Jose Canseco Doesn’t Admit To Being A Rat On MLB Steroids Issue

By Joe McDonald Sports Columnist

By Joe McDonald
Sports Columnist

If he was in the mafia, he would be whacked.

In his new book, “Juiced: Wild Times, Rampant ‘Roids, Smash Hits, And How Baseball Got Big,” Jose Canseco describes his time in baseball and how he used steroids regularly. The former outfielder proclaimed himself the “Godfather of Steroids” and goes into detail on how the illegal substances made him into the star.

Oh yeah, he also named names.

By implicating Mark McGwire, Jason Giambi, Ivan Rodriguez, Juan Gonzalez and Rafael Palmiero, Canseco has broken the first unwritten rule of baseball. “Whatever is done in the clubhouse stays in the clubhouse.”

Whether you believe him or not, Canseco’s actions in this book are disgraceful. He has thrown his former teammates under the bus and has shadowed doubt on their legacies.

That alone makes him the proverbial rat.

And he is not doing it for self-preservation, Canseco wrote the book for the money.
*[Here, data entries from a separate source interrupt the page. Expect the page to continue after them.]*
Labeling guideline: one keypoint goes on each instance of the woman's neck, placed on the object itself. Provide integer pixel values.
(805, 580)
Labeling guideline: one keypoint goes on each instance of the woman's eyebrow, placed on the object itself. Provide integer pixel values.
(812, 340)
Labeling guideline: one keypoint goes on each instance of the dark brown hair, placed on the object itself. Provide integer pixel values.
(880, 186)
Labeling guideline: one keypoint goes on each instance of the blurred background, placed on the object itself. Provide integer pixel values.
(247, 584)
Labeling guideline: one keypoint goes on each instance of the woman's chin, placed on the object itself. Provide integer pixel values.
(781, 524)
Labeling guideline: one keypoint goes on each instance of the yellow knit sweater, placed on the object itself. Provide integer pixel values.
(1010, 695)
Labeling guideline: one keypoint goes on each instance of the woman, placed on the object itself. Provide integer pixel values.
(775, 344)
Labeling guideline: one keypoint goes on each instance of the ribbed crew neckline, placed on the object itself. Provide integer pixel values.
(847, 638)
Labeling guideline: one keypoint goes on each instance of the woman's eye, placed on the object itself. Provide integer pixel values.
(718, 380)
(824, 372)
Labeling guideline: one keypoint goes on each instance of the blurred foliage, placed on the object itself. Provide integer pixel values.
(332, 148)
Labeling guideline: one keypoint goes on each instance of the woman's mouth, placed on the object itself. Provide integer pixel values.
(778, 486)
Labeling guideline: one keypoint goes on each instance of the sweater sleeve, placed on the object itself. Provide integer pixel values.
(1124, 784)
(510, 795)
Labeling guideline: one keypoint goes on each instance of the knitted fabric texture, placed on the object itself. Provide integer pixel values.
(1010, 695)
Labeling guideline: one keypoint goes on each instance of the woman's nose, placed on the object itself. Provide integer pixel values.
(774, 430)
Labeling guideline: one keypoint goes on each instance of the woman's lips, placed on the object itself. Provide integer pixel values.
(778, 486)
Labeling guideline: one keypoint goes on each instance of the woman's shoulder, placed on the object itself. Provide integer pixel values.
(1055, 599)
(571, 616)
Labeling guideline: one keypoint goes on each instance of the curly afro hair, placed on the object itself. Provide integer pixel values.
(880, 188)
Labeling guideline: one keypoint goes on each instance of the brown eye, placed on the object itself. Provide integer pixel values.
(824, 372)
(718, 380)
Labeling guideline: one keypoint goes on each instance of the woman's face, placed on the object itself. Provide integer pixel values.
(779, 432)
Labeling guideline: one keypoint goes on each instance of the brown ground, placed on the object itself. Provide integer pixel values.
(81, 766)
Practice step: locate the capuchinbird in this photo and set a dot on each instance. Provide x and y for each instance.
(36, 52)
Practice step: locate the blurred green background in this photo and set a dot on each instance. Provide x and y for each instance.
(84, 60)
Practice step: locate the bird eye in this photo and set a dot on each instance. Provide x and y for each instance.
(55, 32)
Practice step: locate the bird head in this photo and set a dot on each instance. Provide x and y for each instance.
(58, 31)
That makes him the worst kind of rat of them all.

Canseco couldn’t just admit he took steroids. No one would bother buying the book, since he already admitted it. So the former MVP needed to come up with some more and naming his teammates was the only thing he could do.

The slugger finished his career with 462 home runs. If the slugger had 38 more homers, this book probably would not have been written or at least the author would have waited until he would have become the first person to have 500 homers and not make the Hall of Fame.
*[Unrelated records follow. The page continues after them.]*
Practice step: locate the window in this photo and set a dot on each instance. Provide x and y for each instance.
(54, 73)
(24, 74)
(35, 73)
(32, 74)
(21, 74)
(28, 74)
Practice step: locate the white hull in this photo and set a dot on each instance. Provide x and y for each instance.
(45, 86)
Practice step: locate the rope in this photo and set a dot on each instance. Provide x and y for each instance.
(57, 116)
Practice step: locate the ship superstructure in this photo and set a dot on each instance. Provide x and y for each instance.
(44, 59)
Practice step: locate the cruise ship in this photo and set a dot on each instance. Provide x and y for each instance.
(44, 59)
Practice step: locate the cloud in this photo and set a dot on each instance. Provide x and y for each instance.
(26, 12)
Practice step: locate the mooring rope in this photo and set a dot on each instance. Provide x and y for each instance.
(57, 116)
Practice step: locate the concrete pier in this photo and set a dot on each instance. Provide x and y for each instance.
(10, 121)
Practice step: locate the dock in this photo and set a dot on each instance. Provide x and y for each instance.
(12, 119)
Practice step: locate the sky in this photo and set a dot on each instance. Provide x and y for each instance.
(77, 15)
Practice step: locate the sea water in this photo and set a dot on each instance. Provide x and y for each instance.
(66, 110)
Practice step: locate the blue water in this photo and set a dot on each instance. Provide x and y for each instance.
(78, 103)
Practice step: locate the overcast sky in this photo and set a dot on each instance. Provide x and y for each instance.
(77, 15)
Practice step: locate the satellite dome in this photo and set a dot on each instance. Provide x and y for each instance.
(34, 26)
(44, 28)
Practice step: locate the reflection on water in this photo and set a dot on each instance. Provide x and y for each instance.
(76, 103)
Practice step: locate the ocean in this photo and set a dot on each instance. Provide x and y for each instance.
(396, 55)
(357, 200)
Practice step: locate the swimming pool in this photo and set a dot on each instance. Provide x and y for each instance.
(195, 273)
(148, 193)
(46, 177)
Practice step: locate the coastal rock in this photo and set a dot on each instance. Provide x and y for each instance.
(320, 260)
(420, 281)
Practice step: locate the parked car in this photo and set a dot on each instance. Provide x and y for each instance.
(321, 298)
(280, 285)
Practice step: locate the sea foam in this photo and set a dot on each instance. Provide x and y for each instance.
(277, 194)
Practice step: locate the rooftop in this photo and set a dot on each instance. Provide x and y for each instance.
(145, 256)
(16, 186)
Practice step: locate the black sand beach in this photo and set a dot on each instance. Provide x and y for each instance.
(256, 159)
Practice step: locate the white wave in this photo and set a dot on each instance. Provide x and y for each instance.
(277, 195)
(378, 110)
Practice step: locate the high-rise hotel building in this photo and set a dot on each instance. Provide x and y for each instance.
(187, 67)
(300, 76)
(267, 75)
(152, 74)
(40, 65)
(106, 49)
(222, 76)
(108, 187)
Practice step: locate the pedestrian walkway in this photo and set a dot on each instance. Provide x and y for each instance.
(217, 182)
To make matters worse, there have been some inconsistencies. When interviewed on 60 Minutes, Mike Wallace pointed out that Canseco claimed he injected McGwire “often” when they were teammates on the Oakland A’s. But the former outfielder refuted Wallace saying he only did it “once or twice.”

What is it? “Often,” “once or twice,” or not at all?
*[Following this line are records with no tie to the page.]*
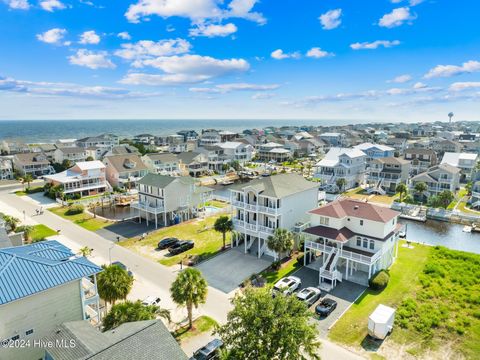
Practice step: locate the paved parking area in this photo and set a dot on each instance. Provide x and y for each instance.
(125, 230)
(344, 294)
(226, 271)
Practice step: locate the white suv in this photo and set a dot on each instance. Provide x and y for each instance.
(287, 285)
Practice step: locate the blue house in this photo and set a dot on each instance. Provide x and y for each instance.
(43, 285)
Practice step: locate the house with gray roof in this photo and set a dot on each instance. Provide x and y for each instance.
(124, 170)
(167, 200)
(162, 163)
(263, 205)
(438, 178)
(42, 286)
(140, 340)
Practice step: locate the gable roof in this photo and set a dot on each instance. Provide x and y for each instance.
(161, 181)
(278, 186)
(29, 269)
(139, 340)
(348, 207)
(126, 162)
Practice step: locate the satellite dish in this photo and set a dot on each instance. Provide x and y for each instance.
(450, 115)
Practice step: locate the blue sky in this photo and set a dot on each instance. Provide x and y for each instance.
(408, 60)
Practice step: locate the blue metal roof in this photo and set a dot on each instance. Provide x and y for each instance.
(26, 270)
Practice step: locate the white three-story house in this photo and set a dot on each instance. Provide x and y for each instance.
(263, 205)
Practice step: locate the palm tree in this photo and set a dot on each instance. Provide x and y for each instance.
(27, 179)
(420, 188)
(223, 225)
(114, 283)
(401, 189)
(85, 251)
(11, 222)
(189, 289)
(281, 242)
(27, 233)
(129, 311)
(341, 182)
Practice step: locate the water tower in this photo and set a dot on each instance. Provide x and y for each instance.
(450, 115)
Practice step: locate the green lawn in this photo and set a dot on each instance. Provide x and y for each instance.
(436, 292)
(40, 232)
(351, 329)
(200, 325)
(286, 269)
(84, 220)
(207, 241)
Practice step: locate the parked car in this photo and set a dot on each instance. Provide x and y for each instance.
(325, 307)
(208, 352)
(287, 285)
(309, 295)
(167, 242)
(151, 300)
(123, 266)
(181, 246)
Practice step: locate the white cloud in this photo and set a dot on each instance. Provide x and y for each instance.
(124, 35)
(52, 5)
(67, 89)
(453, 70)
(262, 96)
(401, 79)
(460, 86)
(318, 53)
(52, 36)
(213, 30)
(197, 11)
(280, 55)
(147, 49)
(18, 4)
(89, 37)
(185, 69)
(374, 45)
(91, 59)
(331, 19)
(396, 18)
(225, 88)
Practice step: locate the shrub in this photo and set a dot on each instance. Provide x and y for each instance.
(74, 210)
(276, 265)
(379, 281)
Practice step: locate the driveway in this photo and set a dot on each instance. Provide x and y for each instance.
(344, 294)
(125, 230)
(226, 271)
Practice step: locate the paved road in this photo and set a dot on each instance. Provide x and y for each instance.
(151, 278)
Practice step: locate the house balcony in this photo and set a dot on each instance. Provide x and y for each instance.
(268, 210)
(353, 254)
(148, 207)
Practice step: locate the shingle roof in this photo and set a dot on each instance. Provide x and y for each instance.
(126, 162)
(140, 340)
(29, 269)
(354, 208)
(278, 186)
(162, 181)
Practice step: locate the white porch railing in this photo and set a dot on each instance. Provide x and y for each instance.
(145, 207)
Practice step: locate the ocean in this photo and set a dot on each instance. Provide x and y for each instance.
(44, 131)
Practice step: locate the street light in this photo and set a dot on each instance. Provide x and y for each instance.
(110, 253)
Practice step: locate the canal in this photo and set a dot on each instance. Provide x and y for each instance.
(442, 233)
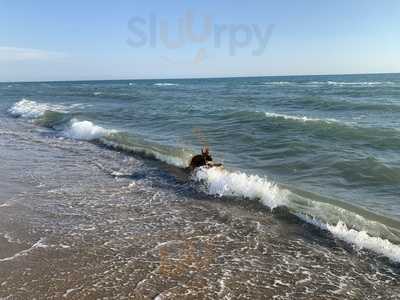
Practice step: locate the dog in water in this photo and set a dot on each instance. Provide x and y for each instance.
(203, 159)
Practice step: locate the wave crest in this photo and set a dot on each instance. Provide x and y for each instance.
(85, 130)
(223, 183)
(31, 109)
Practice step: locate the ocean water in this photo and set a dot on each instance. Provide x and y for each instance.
(311, 160)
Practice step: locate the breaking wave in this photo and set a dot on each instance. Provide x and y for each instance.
(85, 130)
(165, 84)
(32, 109)
(298, 118)
(350, 227)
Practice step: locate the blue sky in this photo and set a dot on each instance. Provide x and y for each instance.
(81, 40)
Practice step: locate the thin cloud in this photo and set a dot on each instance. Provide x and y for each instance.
(13, 54)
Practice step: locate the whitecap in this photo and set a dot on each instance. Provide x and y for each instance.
(85, 130)
(165, 84)
(224, 183)
(32, 109)
(298, 118)
(360, 239)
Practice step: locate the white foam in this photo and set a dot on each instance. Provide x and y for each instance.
(297, 118)
(165, 84)
(278, 83)
(364, 83)
(360, 239)
(85, 130)
(32, 109)
(223, 183)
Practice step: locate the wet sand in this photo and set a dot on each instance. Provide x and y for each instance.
(89, 223)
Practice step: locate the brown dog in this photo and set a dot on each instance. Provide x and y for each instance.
(203, 159)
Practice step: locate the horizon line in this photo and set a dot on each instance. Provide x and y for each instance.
(201, 77)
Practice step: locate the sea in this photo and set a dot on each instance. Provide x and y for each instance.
(97, 201)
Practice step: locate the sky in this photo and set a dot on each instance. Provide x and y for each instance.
(91, 40)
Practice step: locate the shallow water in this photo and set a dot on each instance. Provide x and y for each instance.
(94, 201)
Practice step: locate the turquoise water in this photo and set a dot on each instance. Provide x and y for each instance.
(326, 147)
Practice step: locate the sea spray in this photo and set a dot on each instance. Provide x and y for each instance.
(224, 183)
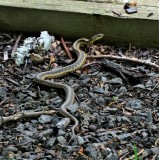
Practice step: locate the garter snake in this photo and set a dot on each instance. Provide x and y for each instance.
(42, 78)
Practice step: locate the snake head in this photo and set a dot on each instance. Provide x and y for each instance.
(95, 38)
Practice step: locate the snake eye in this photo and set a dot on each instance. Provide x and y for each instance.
(96, 37)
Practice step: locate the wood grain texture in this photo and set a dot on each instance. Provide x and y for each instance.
(74, 19)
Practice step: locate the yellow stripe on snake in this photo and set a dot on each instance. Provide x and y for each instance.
(42, 77)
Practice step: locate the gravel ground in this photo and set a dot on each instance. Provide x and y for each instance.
(117, 116)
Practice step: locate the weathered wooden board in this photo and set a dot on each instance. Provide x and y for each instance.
(74, 19)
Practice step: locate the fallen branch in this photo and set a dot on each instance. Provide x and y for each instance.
(25, 114)
(16, 43)
(135, 60)
(66, 48)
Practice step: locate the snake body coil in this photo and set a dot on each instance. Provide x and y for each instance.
(42, 77)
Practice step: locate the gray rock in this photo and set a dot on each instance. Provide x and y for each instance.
(75, 86)
(20, 96)
(61, 140)
(106, 87)
(154, 95)
(83, 76)
(149, 83)
(3, 92)
(44, 119)
(28, 99)
(124, 136)
(80, 140)
(122, 89)
(93, 127)
(116, 81)
(98, 89)
(73, 108)
(134, 104)
(103, 79)
(51, 142)
(111, 157)
(91, 152)
(140, 86)
(12, 149)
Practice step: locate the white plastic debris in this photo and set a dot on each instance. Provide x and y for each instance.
(29, 42)
(20, 54)
(42, 43)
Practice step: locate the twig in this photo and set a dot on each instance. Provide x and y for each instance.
(25, 114)
(66, 49)
(127, 59)
(153, 88)
(16, 43)
(142, 150)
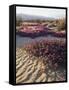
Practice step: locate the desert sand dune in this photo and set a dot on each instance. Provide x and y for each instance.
(31, 69)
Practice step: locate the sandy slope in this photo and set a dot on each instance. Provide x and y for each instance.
(31, 69)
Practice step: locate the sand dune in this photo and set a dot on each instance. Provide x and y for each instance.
(30, 69)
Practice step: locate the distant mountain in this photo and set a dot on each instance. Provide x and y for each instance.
(31, 17)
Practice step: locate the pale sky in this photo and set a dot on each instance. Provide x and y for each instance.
(52, 13)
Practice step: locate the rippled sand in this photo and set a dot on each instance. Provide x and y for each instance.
(30, 69)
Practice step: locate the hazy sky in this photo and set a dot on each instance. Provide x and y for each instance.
(52, 13)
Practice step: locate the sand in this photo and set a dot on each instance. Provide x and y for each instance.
(30, 69)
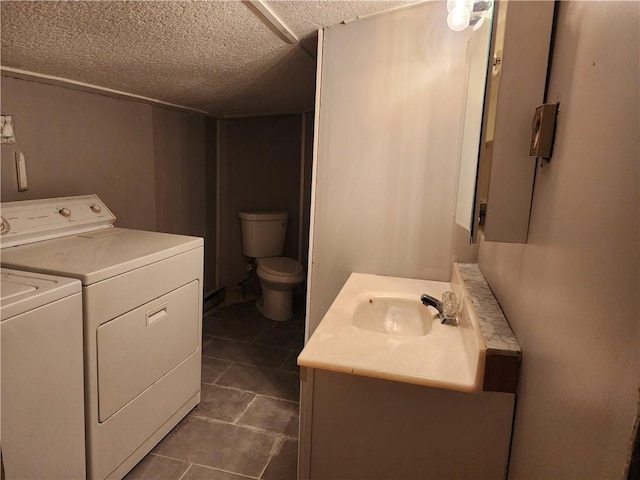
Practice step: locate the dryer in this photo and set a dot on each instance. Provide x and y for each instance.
(142, 316)
(42, 386)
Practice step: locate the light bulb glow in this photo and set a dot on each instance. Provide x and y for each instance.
(458, 18)
(478, 23)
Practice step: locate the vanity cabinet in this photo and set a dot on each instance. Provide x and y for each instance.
(369, 428)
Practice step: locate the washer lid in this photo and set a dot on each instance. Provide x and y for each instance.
(95, 256)
(284, 266)
(24, 291)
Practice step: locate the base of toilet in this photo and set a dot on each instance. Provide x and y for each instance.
(276, 304)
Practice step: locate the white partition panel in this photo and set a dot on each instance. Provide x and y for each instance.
(390, 123)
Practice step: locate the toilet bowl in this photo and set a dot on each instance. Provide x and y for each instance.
(263, 238)
(278, 277)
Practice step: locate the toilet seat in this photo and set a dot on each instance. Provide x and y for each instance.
(280, 266)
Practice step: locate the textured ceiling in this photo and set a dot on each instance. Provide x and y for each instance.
(219, 57)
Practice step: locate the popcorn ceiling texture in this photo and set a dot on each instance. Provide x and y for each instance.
(215, 56)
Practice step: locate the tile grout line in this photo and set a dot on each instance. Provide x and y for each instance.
(235, 422)
(274, 450)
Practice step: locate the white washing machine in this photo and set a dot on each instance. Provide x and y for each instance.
(142, 315)
(42, 384)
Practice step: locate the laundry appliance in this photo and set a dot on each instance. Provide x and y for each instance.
(42, 385)
(142, 318)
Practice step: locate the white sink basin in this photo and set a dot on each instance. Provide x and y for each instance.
(393, 316)
(377, 327)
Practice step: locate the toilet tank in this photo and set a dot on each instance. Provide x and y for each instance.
(263, 233)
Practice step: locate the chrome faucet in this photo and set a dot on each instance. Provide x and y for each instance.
(447, 313)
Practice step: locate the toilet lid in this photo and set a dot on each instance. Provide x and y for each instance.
(280, 265)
Outside of Giambi, who admitted to a grand jury that he took the juice, none of the other players implemented have come forward or investigated. Sure there have been whispers about McGwire and Gonzalez, but neither of these players should have their reputations tarnished because of a dubious character like Canseco.

When you look at a line drive hitter like Palmiero, you wonder if the author is telling the truth. Even with all his home run, the future Hall of Famer has always been a great hitter, with a good eye at the plate. He has also played most of his home games in hitter’s parks.

Furthermore, as a catcher, Rodriguez would have had great stress on his joints by taking steroids and would probably have broken down years ago if he was on the juice.

Even if all these players “’roided up” on a daily basis, Canseco has no business exploiting their digressions for money.

If he was out for the betterment of the game, the former slugger would have come clean and encouraged other to do the same without profiteering off of it. Rather Canseco chose the money route and hung his former teammates out to dry. He claims he’s a “Godfather,” but he is no “Goodfella.” Canseco is nothing but a rat.